InfluxDB With Cascaded Downsampling

InfluxDB as Round-Robin Database replacement

Time-series databases are useful beasts. They are particularly useful for storing and visualising measurements.

When storing measurement data, a particularly useful property is the granularity decay. Most recent measurement data is kept with the highest granularity, and as time passes, the data is aggregated and downsampled in progressively coarser steps.

The venerable tools, RRD and Graphite (or more accurately, its Carbon/Whisper storage) require to configure upfront how the granularity, compaction and retention are set. InfluxDB doesn't.

If you want the same kind of retention logic and granularity decay with InfluxDB, there are a few hoops to jump through. Oddly enough, configuring such a setup is not really documented.

Data storage and downsampling in InfluxDB

Retention time and data granularity are tied to retention policies, which are used to specify how long the stored data is kept around. However, they say nothing about how this data should look like.

As time-series data comes in, it gets stored in, and is retained according to, the DEFAULT retention policy. (Yep, such a thing always exists. Even if you didn't create it.)

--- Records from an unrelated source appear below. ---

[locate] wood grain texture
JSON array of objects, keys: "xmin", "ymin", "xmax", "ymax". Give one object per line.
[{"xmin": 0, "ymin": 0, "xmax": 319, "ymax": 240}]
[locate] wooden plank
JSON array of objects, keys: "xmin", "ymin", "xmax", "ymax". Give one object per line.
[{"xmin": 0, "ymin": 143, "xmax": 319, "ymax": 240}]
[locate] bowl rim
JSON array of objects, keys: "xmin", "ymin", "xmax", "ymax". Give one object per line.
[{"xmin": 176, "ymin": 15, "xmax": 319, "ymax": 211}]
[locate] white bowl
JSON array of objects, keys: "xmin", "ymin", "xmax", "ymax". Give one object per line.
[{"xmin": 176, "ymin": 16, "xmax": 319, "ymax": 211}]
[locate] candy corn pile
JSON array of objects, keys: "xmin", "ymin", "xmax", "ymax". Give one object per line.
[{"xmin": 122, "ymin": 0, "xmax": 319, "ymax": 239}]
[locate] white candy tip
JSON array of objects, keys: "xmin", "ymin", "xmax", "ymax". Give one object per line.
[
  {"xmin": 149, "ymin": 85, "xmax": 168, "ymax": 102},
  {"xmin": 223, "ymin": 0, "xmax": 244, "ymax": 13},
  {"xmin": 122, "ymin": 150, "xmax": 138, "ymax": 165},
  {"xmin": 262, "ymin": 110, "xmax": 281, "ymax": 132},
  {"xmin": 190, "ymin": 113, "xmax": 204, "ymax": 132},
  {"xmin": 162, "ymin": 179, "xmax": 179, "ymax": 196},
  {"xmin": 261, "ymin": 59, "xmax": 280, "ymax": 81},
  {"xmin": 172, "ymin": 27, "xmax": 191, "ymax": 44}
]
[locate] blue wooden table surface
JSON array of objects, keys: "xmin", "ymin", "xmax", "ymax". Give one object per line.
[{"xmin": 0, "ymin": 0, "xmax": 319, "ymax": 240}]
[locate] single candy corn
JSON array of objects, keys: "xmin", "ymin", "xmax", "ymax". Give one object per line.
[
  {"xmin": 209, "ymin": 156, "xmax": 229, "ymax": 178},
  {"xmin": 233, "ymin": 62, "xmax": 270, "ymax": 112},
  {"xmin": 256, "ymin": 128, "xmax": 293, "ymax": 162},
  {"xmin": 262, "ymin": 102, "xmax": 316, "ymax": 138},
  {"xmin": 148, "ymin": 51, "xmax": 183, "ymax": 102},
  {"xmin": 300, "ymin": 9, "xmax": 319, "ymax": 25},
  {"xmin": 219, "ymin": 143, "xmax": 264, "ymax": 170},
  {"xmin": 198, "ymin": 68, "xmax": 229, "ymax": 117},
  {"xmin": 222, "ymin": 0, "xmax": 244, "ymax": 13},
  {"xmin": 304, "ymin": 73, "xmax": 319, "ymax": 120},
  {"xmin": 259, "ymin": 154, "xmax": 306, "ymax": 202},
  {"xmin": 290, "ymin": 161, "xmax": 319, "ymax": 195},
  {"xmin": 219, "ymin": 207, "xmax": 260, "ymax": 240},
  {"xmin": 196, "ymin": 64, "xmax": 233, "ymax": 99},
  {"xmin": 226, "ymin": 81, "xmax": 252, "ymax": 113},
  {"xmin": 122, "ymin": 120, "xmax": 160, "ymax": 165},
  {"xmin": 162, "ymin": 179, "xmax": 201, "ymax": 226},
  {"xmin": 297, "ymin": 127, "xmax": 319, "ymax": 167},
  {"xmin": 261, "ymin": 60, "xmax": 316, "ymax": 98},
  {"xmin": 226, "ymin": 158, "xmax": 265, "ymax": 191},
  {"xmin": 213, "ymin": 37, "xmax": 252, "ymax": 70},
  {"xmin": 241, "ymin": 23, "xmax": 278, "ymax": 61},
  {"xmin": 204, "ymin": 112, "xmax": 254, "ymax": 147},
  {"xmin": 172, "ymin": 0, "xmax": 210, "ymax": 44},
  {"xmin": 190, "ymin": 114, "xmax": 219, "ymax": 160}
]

When storing and accessing data, InfluxDB uses $database.$retention_policy.$datapoint_name as the full data point path. Incidentally, $database/$retention_policy is also an on-disk path under the main data directory.

We might as well call them buckets.

So, internally InfluxDB writes the incoming data points to the DEFAULT bucket. The retention policy is just a fancy way of saying that data will be expired and deleted from the bucket once it is older than the retention time.

What has this got to do with downsampling?

We're getting to that.

The standard usecase for downsampling is that all data, across all time series dimensions, is continously being aggregated according to configured granularity decay rules. So far nothing in the above has dealt with this aspect.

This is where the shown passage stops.